Is the Muslim Brotherhood, Egypt's conservative religious political party, poised to sweep the country's first-ever free elections and establish an Islamist caliphate in the Arab world's most populous country? It's not just Fox News warning us that the group is set to take over Egypt -- columnists and journalists from across the English-speaking world seem to take the Muslim Brotherhood's coming dominance as inevitable.
But does the Muslim Brotherhood actually have that kind of popular support? For most of Egypt's 50-year modern history, we've never had a way to know because political restrictions made polling so difficult. But with President Hosni Mubarak gone, major polling firms have been able to survey the Egyptian public three times now: in February by the Washington Institute for Near East Policy, in May by Gallup, and this week by Newsweek. Here's what they found about public approval for the Muslim Brotherhood:
That's right: after spending five months at 15 percent approval, Egypt's best known opposition party has this month spiked all the way up to 17 percent. The May Gallup poll also found that Mubarak's National Democratic Party -- the one that millions of Egyptians risked their lives to remove from power -- had 10 percent approval, not much less than the Muslim Brotherhood.

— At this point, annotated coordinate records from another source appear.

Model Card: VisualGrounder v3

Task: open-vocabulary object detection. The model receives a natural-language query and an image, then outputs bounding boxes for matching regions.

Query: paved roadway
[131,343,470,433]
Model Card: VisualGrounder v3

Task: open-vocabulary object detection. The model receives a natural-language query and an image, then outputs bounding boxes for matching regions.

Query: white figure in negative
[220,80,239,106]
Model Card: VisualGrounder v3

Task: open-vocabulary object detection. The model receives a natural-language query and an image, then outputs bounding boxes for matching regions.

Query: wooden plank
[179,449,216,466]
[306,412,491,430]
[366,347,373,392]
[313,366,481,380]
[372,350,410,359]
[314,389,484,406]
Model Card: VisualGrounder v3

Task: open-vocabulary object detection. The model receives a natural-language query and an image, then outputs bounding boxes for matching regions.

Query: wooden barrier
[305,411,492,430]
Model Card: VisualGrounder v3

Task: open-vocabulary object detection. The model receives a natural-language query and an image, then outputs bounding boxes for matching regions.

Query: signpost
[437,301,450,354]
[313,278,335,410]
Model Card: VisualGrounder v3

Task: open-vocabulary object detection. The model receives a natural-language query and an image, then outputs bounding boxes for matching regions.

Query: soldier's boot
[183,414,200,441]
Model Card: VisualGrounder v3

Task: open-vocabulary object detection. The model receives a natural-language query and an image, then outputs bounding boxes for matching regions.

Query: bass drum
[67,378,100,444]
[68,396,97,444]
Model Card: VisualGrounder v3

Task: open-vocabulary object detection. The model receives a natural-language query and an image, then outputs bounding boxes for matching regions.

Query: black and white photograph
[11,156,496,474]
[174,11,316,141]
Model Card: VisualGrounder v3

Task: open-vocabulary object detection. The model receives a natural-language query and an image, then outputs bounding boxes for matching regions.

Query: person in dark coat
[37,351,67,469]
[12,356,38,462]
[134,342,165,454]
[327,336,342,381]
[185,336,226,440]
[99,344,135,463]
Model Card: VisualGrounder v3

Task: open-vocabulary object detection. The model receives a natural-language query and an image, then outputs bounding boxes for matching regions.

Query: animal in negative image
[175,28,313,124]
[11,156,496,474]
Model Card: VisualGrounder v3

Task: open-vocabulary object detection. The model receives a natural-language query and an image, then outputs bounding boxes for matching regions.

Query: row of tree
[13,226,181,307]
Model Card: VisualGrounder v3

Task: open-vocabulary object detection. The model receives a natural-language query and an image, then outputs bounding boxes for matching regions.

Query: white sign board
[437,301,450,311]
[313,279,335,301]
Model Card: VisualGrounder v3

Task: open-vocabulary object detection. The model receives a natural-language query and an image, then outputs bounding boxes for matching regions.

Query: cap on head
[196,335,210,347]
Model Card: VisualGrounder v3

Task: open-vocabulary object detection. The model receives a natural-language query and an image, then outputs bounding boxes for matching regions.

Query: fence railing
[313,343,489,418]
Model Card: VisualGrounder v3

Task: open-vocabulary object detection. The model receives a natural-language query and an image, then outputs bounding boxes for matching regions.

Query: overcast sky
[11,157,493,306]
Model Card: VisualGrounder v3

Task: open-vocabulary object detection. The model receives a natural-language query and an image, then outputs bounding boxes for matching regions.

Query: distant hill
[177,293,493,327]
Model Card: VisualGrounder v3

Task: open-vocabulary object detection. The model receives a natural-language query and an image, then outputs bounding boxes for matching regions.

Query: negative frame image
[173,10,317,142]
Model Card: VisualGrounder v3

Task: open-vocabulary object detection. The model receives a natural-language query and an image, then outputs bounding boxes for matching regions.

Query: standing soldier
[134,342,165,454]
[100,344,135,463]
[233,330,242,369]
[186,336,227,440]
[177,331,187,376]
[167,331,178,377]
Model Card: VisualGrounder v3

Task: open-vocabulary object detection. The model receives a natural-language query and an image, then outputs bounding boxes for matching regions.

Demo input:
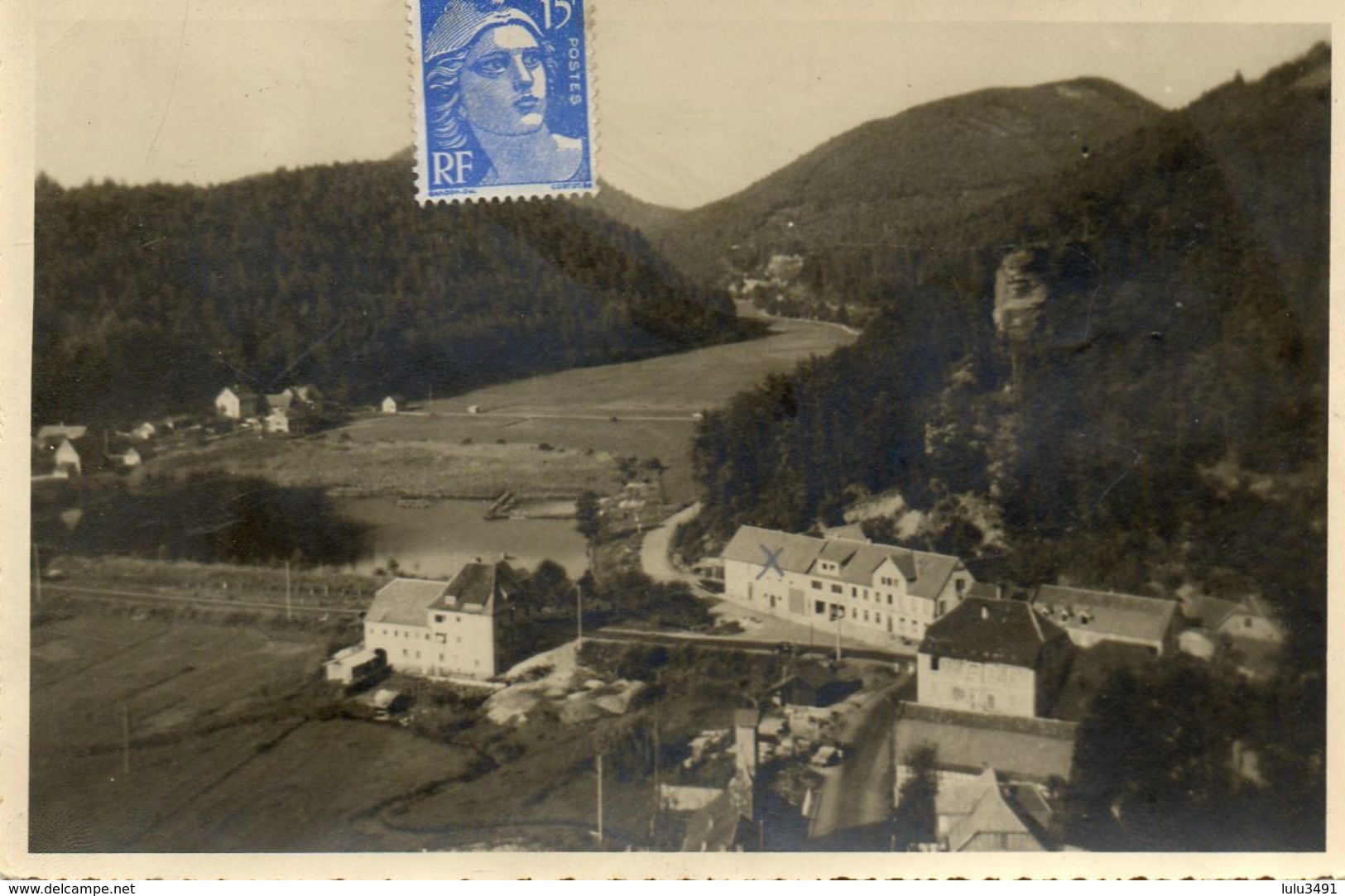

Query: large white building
[723,526,974,647]
[364,561,518,678]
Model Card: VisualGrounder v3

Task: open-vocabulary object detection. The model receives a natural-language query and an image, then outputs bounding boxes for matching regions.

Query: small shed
[323,644,396,683]
[267,408,289,434]
[771,664,861,707]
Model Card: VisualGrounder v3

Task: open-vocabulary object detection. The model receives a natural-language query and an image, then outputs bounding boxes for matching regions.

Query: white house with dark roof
[723,526,974,646]
[934,767,1052,853]
[916,597,1072,716]
[1031,585,1179,657]
[215,386,261,419]
[364,561,518,678]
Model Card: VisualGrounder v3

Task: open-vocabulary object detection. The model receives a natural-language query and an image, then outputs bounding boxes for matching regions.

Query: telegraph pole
[598,754,603,844]
[574,582,584,643]
[32,542,41,604]
[650,716,663,844]
[121,703,131,775]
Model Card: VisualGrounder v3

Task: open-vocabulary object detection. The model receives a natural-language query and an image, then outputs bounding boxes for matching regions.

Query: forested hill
[34,156,738,424]
[633,78,1162,289]
[682,46,1330,643]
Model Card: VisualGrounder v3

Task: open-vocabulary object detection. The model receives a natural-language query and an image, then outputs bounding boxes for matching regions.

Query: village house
[1031,585,1179,657]
[893,702,1078,793]
[51,438,84,477]
[723,526,974,647]
[678,709,761,853]
[215,385,261,419]
[934,767,1053,853]
[766,664,861,709]
[1177,595,1287,678]
[262,409,289,434]
[364,559,519,679]
[108,445,144,470]
[916,597,1071,716]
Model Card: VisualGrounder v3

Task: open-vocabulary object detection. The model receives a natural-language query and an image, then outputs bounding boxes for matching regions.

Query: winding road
[809,674,913,850]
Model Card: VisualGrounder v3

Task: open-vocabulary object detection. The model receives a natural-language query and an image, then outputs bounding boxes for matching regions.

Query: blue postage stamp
[409,0,596,202]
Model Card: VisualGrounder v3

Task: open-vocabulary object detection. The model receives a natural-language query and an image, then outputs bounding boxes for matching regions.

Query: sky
[35,0,1330,208]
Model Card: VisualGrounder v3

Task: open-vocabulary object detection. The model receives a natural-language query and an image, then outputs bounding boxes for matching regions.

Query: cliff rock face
[994,249,1046,343]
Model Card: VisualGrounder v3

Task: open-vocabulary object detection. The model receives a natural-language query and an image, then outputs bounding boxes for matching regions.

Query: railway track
[41,581,364,616]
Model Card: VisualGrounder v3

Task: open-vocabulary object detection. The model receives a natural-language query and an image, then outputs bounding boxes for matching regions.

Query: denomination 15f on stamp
[407,0,594,202]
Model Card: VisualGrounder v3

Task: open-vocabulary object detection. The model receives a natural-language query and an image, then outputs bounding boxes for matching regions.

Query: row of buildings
[723,526,1285,851]
[723,526,1283,655]
[215,383,325,434]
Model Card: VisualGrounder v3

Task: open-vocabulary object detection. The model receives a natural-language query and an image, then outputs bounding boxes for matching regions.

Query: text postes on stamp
[409,0,594,202]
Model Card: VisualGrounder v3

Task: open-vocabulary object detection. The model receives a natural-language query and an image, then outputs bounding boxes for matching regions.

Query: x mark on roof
[757,545,784,578]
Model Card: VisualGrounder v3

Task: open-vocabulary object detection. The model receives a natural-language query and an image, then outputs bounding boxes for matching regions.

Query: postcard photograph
[6,0,1332,876]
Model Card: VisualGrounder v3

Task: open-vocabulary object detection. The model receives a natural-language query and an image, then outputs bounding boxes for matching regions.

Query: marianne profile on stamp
[421,0,592,196]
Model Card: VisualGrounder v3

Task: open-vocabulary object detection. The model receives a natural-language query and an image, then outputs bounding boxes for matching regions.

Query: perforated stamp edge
[405,0,600,206]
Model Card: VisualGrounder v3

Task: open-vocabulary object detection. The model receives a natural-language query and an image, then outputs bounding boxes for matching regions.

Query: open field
[30,614,484,851]
[139,313,854,503]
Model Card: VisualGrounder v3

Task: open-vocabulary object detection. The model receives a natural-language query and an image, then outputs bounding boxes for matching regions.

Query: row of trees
[34,161,738,421]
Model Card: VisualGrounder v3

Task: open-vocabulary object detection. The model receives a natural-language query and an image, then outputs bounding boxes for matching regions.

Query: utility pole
[121,703,131,775]
[598,754,603,844]
[650,716,663,844]
[32,542,41,604]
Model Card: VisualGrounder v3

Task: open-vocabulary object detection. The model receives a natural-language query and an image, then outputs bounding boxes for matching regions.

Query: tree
[891,747,939,851]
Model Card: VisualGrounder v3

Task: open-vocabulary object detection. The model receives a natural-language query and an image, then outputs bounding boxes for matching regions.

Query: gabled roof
[430,561,518,614]
[723,526,824,573]
[1031,585,1177,642]
[364,578,448,625]
[967,581,1001,600]
[267,389,295,410]
[723,526,962,597]
[895,702,1076,782]
[949,769,1035,853]
[822,524,869,542]
[920,597,1069,668]
[682,790,752,853]
[38,424,89,441]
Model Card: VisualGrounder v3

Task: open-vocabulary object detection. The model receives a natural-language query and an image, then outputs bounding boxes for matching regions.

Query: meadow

That's low, but just how low? For comparison, here are the approval ratings of modern American politicians either just before they lost elections (as with Jimmy Carter or John McCain) or at their history-making lows:
Not only is the Muslim Brotherhood less popular among Egyptians today than President Richard Nixon was among Americans right before he resigned in national disgrace, the Brothers are way less popular.
It's not hard to see why the Muslim Brotherhood gets so much attention despite enjoying so little popularity. The group, which has operated for decades despite a ban that was enforced either harshly or moderately, has played a real role in modern Egyptian politics. It's one of the best known parties because it's one of the only parties. It's also well organized, with a grassroots support base and the know-how to turn it out. Then again, Ron Paul also has an energetic grassroots support base and a campaign that knows how to turn them out, not to mention 33 percent approval, and few observers seem to take his bid for the GOP presidential primary -- much less the presidency -- very seriously.
We in the U.S. often assume that the most popular party will be the most powerful party. That might be true in a two-party system like ours, but it's not true in a multi-party system, where power comes from coalitions. Egypt has dozens of political parties, a number of them liberal, secular, or otherwise more moderate. The liberal secular vote might end up getting split six or seven ways, but once those parties get into Parliament they're likely to join up in a liberal secular coalition. Maybe that coalition would outnumber any Muslim Brotherhood-led conservative religious coalition, and maybe it wouldn't. But it seems clear that the Big Bad Brotherhood isn't much more popular in Egypt than it is on Fox News.
Update, June 25, 2012: Almost one year later, and four things have happened, in this order: The Brotherhood-affiliated Freedom and Justice Party won 37.5 percent in the January parliamentary election (the most of any party), the Brotherhood presidential candidate Mohammed Morsi won 24.78 percent in the May presidential election (the most of any candidate), Morsi went on to win the presidency with 51.73 percent of the run-off vote, and, finally, some people have pointed out that this post looks a little silly in retrospect.